Eric and I then rode to Lima together and explored Lima for a few days. We stayed in the Miraflores area of Lima which is popular with tourists, and only a short cab ride from central Lima. We visited the Spanish Inquisition Museum and saw the torture machines that were used to gain confessions of religious indiscretions in the Catholic church. Another church museum in Lima has catacombs containing the bones of thousands of people. Lacking space to bury everyone, the basement of a church in Lima contained what was really a factory for the efficient disposal of bodies.
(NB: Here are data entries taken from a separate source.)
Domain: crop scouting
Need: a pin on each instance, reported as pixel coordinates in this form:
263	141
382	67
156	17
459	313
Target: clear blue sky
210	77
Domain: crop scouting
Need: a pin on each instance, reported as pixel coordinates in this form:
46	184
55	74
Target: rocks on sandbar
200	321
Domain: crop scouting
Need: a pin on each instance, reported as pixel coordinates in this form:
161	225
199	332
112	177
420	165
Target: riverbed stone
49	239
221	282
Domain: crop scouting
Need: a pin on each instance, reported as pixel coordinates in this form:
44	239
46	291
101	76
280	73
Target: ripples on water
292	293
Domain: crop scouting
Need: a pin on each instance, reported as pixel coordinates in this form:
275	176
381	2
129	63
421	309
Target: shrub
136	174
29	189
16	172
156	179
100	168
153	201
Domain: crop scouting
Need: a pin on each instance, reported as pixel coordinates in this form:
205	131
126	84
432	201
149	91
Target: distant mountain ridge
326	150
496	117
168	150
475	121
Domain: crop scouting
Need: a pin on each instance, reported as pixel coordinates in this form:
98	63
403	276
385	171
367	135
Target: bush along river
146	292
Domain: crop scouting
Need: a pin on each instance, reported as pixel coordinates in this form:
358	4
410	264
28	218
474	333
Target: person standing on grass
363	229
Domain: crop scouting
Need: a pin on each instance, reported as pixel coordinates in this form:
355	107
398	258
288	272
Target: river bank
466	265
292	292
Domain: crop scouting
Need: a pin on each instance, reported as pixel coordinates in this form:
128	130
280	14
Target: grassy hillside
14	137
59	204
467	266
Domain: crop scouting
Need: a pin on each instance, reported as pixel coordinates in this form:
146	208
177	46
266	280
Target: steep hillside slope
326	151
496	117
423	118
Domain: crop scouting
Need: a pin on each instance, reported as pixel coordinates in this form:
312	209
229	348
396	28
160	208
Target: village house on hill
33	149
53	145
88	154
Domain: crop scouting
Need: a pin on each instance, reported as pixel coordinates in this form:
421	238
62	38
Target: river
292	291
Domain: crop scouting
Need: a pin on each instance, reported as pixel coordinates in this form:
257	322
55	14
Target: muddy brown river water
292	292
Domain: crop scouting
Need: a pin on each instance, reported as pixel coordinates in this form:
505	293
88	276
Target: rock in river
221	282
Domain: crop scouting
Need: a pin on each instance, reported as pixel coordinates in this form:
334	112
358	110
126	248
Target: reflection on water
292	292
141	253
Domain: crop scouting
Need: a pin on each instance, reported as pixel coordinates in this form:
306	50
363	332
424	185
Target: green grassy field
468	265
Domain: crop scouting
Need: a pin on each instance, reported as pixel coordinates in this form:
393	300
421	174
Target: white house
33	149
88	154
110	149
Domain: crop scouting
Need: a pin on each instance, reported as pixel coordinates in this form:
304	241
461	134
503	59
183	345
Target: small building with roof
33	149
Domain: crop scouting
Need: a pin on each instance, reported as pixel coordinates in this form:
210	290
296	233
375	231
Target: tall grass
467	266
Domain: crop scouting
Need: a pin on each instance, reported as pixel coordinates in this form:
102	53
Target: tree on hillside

Earlier in his trip, Eric met and rode with another moto traveller from Oklahoma named Ricky Brooks. Ricky had turned up in Lima when we were there and Eric introduced us. While Eric stayed in Lima to get some moto maintenance done, Ricky and I left for Cusco riding together. Ricky is a very interesting guy who once made his living as a professional musician, playing bass guitar with a group that had some commerical success in the 90´s. Wikipedia calls “The Nixons” a “US-American post-grunge rock band”. He now is a motorcycle traveller trying to figure out what the rest of his life will look like.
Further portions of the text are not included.